P.D. 1691 should, therefore, be given a retroactive application to this pending case as the precise purpose of the amendment was to hopefully settle once and for all the conflict of jurisdiction between regular courts and labor agencies (Sentinel Ins., Co. vs. Bautista, supra)."

In the cases of Getz Corporation Phils. vs. Court of Appeals (116 SCRA 86), PLDT vs. Dulay (172 SCRA 33) and Polotan-Tuvera vs. Dayrit (160 SCRA 423), the Court also declared that Presidential Decree No. 1691 is a curative statute with retrospective application to pending proceedings.

In the case of Abad vs. RTC of Manila (154 SCRA 664, 671), the Court held:

"However, whereas before jurisdiction over money claims of laborers and employees appertained to Courts of First Instance, the same are now to be taken cognizance of by proper authorities in the Department of Labor and Employment.
"The rule of adherence of jurisdiction until a cause is finally resolved or adjudicated does not apply when the change in jurisdiction is curative in character. Thus in the instant case, there is nothing wrong in holding that Courts of First Instance/Regional Trial Courts no longer have jurisdiction over aforesaid monetary claims of labor."
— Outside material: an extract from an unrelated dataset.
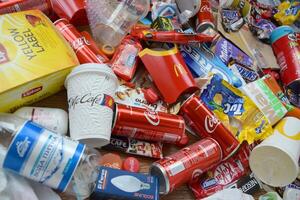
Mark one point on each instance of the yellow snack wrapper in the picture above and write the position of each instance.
(288, 12)
(236, 110)
(34, 59)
The petition is, therefore, unmeritorious for the complaint clearly shows that the petitioner's claim for damages arose from the acts attributed to his employer, while he was still an employee thereof. Thus, the action for damages arose from an employer-employee relationship. We do not agree with petitioner that the case is a civil dispute simply because he did not ask for reinstatement, for an employee need not seek reinstatement in order to file a complaint before the labor arbiter (A. Consteel Construction Co., Inc. vs. Intermediate Appellate Court, G.R. No. 64673, Oct. 21, 1988). More so, estoppel cannot attach by virtue of Section 2, Rule 9 of the Revised Rules of Court, inasmuch as the question of compentencia maybe raised even for the first time on appeal, apart from the fact that jurisdictional issues can never be waived. Besides, the issue of jurisdiction was raised even before the answer was filed.

WHEREFORE, the petition is hereby DISMISSED and the order appealed from AFFIRMED.

SO ORDERED.

Narvasa, C.J., Padilla, Regalado, and Nocon, JJ., concur.